HDFC Corporate Bonds: Low Risk And Stable Option

Unlike some central banks globally, which have hiked rates due to rising inflation, the Reserve Bank of India has so far not done so. It is widely expected to refrain from raising the repo rate on April 8, although with the threat of inflation, the rate hike is likely to happen sooner rather than later.

In this backdrop of interest uncertainty, investors with moderate risk appetite and an investment horizon of 2-3 years can consider investing in one of the top performing corporate bond funds. HDFC Corporate Bond Funds are a good option here.

While these funds are exposed to interest rate risk, unlike many debt funds with lower maturities, these funds can currently invest in debt papers of relatively high maturities to benefit from the steeper yield curve. corporate bond Funds are debt funds that must invest at least 80% of their assets only in the highest-rated corporate bonds (typically AA+ and above). This ensures a certain minimum level of credit quality, giving investors some comfort.

better returns

HDFC Corporate Bond Fund has given an average one-year return of 8.2 per cent, three-year return of 8.5 per cent and five-year return of 8.2 per cent for the period January 2016 till date. In comparison, the Corporate Bond Fund category has generated respective returns of 7.5%, 7.7% and 7.4% over the period (all returns are CAGR, for regular growth schemes). The analysis is based on rolling returns for funds with a history of at least five years.

HDFC Corporate Bond Fund is being managed by Anupam Joshi since October 2015. It follows a mix of accrual and duration strategies.

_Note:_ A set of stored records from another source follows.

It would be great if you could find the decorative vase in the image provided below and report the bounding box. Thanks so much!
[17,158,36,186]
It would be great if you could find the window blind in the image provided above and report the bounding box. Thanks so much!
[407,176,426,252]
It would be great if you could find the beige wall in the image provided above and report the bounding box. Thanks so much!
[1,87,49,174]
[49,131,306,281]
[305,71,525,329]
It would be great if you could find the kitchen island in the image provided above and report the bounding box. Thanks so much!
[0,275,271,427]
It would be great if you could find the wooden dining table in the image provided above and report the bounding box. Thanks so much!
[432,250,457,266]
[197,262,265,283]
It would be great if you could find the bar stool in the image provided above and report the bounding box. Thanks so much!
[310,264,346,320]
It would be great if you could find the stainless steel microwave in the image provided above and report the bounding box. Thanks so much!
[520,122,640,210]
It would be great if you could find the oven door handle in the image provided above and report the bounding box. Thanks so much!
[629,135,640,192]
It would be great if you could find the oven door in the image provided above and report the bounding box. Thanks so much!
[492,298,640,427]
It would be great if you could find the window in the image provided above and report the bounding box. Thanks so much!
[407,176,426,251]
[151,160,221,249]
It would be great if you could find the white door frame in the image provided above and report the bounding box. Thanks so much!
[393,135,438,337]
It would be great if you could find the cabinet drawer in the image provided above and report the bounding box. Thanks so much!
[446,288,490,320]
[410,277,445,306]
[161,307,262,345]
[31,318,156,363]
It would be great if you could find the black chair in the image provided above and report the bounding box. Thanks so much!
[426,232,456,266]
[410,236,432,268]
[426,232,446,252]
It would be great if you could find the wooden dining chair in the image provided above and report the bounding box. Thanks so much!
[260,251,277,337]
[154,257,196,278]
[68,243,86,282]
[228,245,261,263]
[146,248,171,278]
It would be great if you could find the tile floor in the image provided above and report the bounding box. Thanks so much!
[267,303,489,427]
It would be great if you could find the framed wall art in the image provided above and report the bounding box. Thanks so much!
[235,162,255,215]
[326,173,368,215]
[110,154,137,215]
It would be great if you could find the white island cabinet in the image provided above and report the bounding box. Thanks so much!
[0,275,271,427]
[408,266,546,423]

That is, it derives returns from the interest earned on bonds in its portfolio and by modifying its duration – when interest rates are expected to decline and vice versa – to benefit from changing rate cycles. This offers the potential for higher returns but also exposes the fund to interest rate sensitivity.

portfolio details

As of February-end, HDFC Corporate Bond Fund held around 97% of its portfolio in AAA, A+ and sovereign debt papers. The balance was in cash and cash equivalents. In the past too, the fund has held 90% or more of its portfolio in such papers. As of February-end, the fund had a total maturity of 4.3 years. Ace MF data shows that 40% of the fund’s portfolio is in debt papers, with maturities of more than five years, which is higher than many peer funds. It is most likely to benefit from higher returns from longer maturity bonds given the higher yield curve.